Dataset for: Bayesian Finite Population Modeling for Spatial Process Settings
datasetposted on 23.11.2019 by Alec M. Chan-Golston, Sudipto Banerjee, Mark S. Handcock
Datasets usually provide raw data for analysis. This raw data often comes in spreadsheet form, but can be any collection of data, on which analysis can be performed.
We develop a Bayesian model-based approach to finite population estimation accounting for spatial dependence. Our innovation here is a framework that achieves inference for finite population quantities in spatial process settings. A key distinction from the small area estimation setting is that we analyze finite populations referenced by their geographic coordinates (point-referenced data).

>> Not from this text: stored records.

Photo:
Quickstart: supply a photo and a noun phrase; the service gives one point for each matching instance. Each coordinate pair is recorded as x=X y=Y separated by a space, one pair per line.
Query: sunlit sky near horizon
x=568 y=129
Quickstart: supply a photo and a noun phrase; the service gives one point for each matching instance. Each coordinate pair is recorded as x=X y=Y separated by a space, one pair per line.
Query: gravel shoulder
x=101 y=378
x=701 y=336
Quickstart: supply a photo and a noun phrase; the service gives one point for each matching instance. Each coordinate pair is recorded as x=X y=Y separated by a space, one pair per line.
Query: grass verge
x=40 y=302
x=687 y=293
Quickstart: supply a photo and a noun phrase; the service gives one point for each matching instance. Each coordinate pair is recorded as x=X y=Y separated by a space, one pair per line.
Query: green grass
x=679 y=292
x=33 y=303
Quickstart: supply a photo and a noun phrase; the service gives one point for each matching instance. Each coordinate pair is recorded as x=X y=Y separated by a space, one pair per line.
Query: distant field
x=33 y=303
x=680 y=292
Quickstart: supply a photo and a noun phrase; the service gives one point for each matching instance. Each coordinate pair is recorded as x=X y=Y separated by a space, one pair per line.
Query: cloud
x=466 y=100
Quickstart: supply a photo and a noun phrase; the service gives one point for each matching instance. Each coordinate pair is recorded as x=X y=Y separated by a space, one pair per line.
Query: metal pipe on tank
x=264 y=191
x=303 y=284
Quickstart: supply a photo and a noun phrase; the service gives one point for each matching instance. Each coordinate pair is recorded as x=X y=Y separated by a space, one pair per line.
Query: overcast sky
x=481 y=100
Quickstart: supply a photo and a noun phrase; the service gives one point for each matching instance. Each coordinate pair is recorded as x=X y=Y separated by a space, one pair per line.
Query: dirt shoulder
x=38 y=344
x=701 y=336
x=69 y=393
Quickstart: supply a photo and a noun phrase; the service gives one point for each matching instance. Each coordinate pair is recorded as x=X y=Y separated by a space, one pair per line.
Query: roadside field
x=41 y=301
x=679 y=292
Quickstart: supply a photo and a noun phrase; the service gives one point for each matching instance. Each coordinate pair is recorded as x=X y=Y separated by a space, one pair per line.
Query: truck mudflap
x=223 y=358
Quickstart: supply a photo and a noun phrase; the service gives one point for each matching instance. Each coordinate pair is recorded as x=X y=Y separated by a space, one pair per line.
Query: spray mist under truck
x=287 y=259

Specifically, we consider a two-stage sampling design in which the primary units are geographic regions, the secondary units are point-referenced locations, and the measured values are assumed to be a partial realization of a spatial process. Traditional geostatistical models do not account for variation attributable to finite population sampling designs, which can impair inferential performance. On the other hand, design-based estimates will ignore the spatial dependence in the finite population. This motivates the introduction of geostatistical processes that will enable inference at arbitrary locations in our domain of interest.We demonstrate using simulation experiments that process-based finite population sampling models considerably improve model fit and inference over models that fail to account for spatial correlation. Furthermore, the process based models offer richer inference with spatially interpolated maps over the entire region. We reinforce these improvements and demonstrate scalable inference for groundwater Nitrate levels in the population of California Central Valley wells by offering estimates of mean Nitrate levels and their spatially interpolated maps.